Another interesting direction is to utilise the mean-field problem (1.1) together with (2.4) as a way of computing risk measures based on partial information from real-world financial systems. In practice, the links between financial institutions are far from publicly known; so it could be practical to work with a distribution \(\pi \) on \(\mathbb{R}^{k}\times \mathbb{R}^{k}\), for a not too large level of granularity \(k\), such that the dot product structure \(u\cdot v\) gives a satisfactory estimate of one’s belief about the heterogeneity of the links. Furthermore, the convergence to the mean-field problem then justifies only attempting to estimate average parameters for different subsets of institutions, corresponding to different parts of the support of \(\pi \). Exploiting the structural modelling, it may be feasible to exploit equity data for estimating such average parameters for the drift, volatility and correlation to a common factor. In contrast to the homogeneous problem, one can then look at notions of systemic importance. For example, building on the influential CoVaR methodology (see Adrian and Brunnermeier [1]), one could study the value-at-risk or expected shortfall among peripheral parts of the system conditionally on a period of steep increase in the probability of default within a core fraction.

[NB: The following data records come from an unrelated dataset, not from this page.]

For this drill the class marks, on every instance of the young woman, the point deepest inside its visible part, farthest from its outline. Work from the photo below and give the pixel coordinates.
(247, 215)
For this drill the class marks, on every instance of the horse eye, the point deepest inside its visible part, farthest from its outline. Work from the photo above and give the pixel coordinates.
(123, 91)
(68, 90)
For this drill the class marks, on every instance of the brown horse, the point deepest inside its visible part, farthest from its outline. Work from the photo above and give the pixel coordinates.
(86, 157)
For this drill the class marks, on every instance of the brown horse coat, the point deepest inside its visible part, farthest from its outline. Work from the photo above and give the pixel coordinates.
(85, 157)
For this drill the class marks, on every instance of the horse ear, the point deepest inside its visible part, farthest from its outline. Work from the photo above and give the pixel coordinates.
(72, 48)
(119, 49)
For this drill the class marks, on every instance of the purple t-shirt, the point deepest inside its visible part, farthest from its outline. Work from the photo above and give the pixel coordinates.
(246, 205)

Finally, we wish to stress that the cascade condition (2.4) is instructive for numerical implementation. From one time-step to the next, there is inevitably a small increase in the probability of having defaulted before or at the current time-step for each of the mean-field particles, before factoring in any contagion. Using the size of these increases as the first input, we can then iterate (2.4) a finite number of times until the resulting change is below some acceptable threshold, thus giving the total change in the contagion processes before proceeding to the next time-step. Between time-steps, we can effectively think of all the mean-field particles as simply sitting in a heat bath; so all we have to do is convolve with a family of heat kernels and then adjust the heat profiles at each time step according to the above iterative procedure for (2.4). This yields an efficient way to simulate directly the mean-field system. It would be interesting to understand what the gains are in terms of computational complexity compared to simulating the finite system, as we let the number of particles increase.